L'autre écueil, c'est l'impression de dictature du bonheur que cette quête presque frénétique peut donner. Ce qu'ont appelé la sociologue Eva Illouz et le psychologue Edgar Cabanas "Happycratie" dans un essai du même nom, paru en 2018. "Il y a, en effet, un discours culpabilisant, à tendance libérale, qui tend à dire que chacun est responsable de son bonheur, confirme Pascale Seys. Dans ces romans, les héros reprennent à chaque fois possession de leur moi, dans une sorte de quête narcissique infernale. Mais cela entraîne le constat sous-jacent que l'on serait aussi responsable de son propre malheur. C'est terrible, et c'est faux. Il y a des facteurs extérieurs qui jouent, des failles dont on ne peut se relever."

"Nous devons être des autoentrepreneurs capables de gérer nos émotions comme on gère un portefeuille. Or, il faut pouvoir entendre qu'il y a des blessures irréparables."
Pascale Seys
Philosophe

La performance du bonheur induite par le feel good, voilà ce que dénonce la philosophe. "Nous devons être des autoentrepreneurs capables de gérer nos émotions comme on gère un portefeuille. Or, il faut pouvoir entendre qu'il y a des blessures irréparables. Il y a une limite au tout va bien, la dimension tragique, c'est aussi ce qui  fait sens dans la vie…"
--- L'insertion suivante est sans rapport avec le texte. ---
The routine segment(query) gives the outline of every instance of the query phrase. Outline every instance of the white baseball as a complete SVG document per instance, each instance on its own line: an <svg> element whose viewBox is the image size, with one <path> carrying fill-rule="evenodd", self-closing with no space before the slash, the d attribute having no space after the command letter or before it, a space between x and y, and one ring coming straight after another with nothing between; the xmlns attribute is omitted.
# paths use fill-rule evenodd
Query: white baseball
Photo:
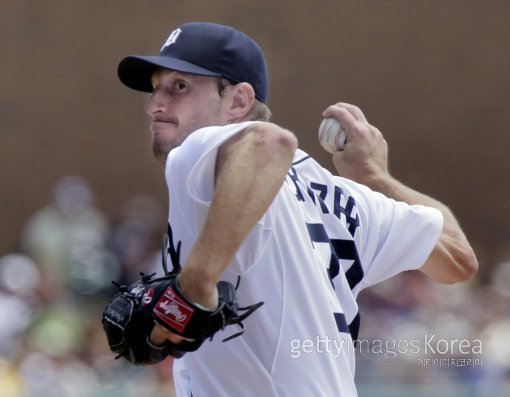
<svg viewBox="0 0 510 397"><path fill-rule="evenodd" d="M346 143L345 130L338 121L328 117L322 120L319 127L319 142L329 153L344 150Z"/></svg>

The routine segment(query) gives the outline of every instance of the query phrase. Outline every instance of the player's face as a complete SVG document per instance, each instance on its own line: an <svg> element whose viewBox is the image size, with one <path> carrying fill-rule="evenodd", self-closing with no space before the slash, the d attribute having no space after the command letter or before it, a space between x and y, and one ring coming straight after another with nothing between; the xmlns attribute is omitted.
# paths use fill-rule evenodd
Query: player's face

L'éditrice de Jouvence, Charlène Guisdoiseau invite d'ailleurs, elle aussi, à garder un esprit critique. "On ne peut pas donner l'impression que les romans et essais 'bien-être' sont la nouvelle pilule du bonheur. Traverser sa nuit n'est pas un voyage facile et tranquille. Et le bonheur, concède-t-elle, ne dépend pas que de l'individu. Il y a un contexte, un métabolisme personnel, qui influe aussi. On a toujours le choix du regard que l'on porte dessus. Ce n'est pas une chose facile, et ce qui est surtout gênant, c'est de donner l'impression que ça l'est. Certaines personnes vulnérables ont l'impression qu'en achetant un livre, cela va les sauver. C'est faux. C'est une pierre à l'édifice, mais elle ne suffit pas…", conclut-elle.